Et quand il se seroit trouvé quelque cas particulier où un art auroit été préjudiciable, doit-on pour cela le rejeter? Penses-tu, Rhédi, que la religion que notre saint prophète a apportée du ciel soit pernicieuse, parce qu'elle servira quelque jour à confondre les perfides chrétiens?
Tu crois que les arts amollissent les peuples, et par là sont cause de la chute des empires. Tu parles de la ruine de celui des anciens Perses, qui fut l'effet de leur mollesse; mais il s'en faut bien que cet exemple décide, puisque les Grecs, qui les subjuguèrent, cultivoient les arts avec infiniment plus de soin qu'eux.
Quand on dit que les arts rendent les hommes efféminés, on ne parle pas du moins des gens qui s'y appliquent, puisqu'ils ne sont jamais dans l'oisiveté, qui, de tous les vices, est celui qui amollit le plus le courage.
Il n'est donc question que de ceux qui en jouissent. Mais comme dans un pays policé ceux qui jouissent des commodités d'un art sont obligés d'en cultiver un autre, à moins que de se voir réduits à une pauvreté honteuse, il s'ensuit que l'oisiveté et la mollesse sont incompatibles avec les arts.

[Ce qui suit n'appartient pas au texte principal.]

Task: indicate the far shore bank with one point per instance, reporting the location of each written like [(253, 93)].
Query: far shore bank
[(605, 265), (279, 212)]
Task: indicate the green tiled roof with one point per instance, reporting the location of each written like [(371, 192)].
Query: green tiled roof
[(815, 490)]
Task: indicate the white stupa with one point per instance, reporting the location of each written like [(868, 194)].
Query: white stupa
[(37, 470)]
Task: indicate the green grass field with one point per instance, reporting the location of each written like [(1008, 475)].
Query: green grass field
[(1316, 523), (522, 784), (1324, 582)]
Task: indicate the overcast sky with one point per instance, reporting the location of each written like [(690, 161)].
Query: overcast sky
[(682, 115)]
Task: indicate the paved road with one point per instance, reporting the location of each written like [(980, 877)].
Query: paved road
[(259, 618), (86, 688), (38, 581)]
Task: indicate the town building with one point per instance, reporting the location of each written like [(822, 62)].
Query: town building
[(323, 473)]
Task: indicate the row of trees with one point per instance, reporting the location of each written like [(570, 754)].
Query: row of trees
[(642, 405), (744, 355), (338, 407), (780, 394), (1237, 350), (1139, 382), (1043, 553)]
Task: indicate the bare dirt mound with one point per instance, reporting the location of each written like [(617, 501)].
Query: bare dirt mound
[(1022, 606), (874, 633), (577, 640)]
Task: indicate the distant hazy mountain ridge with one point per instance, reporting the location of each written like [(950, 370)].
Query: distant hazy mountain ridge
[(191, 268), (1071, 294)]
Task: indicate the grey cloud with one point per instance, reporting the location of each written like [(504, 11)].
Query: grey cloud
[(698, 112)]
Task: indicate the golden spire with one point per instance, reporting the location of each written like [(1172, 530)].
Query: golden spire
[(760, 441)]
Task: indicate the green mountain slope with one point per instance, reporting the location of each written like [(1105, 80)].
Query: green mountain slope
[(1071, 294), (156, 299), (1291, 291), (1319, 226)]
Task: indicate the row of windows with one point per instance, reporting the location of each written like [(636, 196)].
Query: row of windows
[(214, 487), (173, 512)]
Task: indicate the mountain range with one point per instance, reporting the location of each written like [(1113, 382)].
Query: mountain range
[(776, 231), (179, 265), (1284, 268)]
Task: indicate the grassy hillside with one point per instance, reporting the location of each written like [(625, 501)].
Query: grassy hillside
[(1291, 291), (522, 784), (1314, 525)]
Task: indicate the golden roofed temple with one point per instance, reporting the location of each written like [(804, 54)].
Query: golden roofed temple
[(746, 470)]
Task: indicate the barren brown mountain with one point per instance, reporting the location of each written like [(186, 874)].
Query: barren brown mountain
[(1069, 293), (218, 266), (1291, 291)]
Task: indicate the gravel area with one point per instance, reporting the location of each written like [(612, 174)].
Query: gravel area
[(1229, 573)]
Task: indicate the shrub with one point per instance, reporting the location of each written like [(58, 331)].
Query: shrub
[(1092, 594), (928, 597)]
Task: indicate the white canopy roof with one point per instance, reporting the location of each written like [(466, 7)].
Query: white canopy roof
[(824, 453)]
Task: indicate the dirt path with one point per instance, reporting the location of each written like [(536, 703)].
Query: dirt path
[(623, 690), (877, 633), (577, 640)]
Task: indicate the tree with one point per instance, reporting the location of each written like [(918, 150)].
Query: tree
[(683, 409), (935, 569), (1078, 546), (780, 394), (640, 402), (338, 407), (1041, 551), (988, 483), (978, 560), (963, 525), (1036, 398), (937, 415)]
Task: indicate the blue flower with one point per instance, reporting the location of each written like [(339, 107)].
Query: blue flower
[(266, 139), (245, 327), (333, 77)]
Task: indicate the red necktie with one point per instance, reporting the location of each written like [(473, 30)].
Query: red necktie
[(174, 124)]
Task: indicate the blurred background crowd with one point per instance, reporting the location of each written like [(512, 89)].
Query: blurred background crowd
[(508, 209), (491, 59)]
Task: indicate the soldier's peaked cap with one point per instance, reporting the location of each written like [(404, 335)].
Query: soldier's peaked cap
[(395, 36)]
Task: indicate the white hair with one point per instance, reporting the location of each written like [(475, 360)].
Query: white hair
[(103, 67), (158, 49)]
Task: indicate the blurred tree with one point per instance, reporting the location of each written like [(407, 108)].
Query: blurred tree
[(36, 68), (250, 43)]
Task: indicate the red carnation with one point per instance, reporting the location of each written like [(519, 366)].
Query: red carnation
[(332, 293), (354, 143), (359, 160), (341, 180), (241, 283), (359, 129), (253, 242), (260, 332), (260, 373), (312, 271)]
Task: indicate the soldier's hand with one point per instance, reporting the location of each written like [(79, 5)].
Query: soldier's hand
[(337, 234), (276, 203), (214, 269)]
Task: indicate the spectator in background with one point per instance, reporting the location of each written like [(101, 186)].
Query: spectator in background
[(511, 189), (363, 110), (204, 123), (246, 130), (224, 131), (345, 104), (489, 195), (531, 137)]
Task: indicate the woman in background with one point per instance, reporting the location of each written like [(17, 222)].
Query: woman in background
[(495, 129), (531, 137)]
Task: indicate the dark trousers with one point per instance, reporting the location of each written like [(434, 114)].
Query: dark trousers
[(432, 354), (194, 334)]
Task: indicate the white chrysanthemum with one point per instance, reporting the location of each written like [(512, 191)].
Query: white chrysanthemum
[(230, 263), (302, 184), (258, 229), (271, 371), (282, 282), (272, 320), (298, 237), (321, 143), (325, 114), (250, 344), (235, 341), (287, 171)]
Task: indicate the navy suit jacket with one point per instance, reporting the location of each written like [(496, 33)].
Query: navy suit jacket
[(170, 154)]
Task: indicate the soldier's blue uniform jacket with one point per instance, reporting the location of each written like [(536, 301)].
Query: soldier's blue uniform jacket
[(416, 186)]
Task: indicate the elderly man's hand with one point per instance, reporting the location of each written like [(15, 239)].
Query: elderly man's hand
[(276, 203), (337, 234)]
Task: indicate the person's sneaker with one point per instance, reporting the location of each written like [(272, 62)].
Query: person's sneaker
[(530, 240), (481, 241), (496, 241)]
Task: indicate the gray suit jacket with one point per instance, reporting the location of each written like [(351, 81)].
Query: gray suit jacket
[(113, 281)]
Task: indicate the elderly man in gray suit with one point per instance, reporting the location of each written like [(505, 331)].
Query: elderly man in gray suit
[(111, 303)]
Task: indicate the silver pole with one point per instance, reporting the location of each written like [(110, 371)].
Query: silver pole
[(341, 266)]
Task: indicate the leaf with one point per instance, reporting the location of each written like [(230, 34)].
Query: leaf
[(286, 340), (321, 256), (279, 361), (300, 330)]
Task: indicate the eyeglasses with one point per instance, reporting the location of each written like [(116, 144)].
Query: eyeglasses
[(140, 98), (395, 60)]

Paris est peut-être la ville du monde la plus sensuelle, et où l'on raffine le plus sur les plaisirs; mais c'est peut-être celle où l'on mène une vie plus dure. Pour qu'un homme vive délicieusement, il faut que cent autres travaillent sans relâche. Une femme s'est mis dans la tête qu'elle devoit paroître à une assemblée avec une certaine parure; il faut que dès ce moment cinquante artisans ne dorment plus, et n'aient plus le loisir de boire et de manger: elle commande, et elle est obéie plus promptement que ne seroit notre monarque; parce que l'intérêt est le plus grand monarque de la terre.
Cette ardeur pour le travail, cette passion de s'enrichir, passe de condition en condition, depuis les artisans jusqu'aux grands. Personne n'aime à être plus pauvre que celui qu'il vient de voir immédiatement au-dessous de lui. Vous voyez à Paris un homme qui a de quoi vivre jusqu'au jour du jugement, qui travaille sans cesse, et court risque d'accourcir ses jours pour amasser, dit-il, de quoi vivre.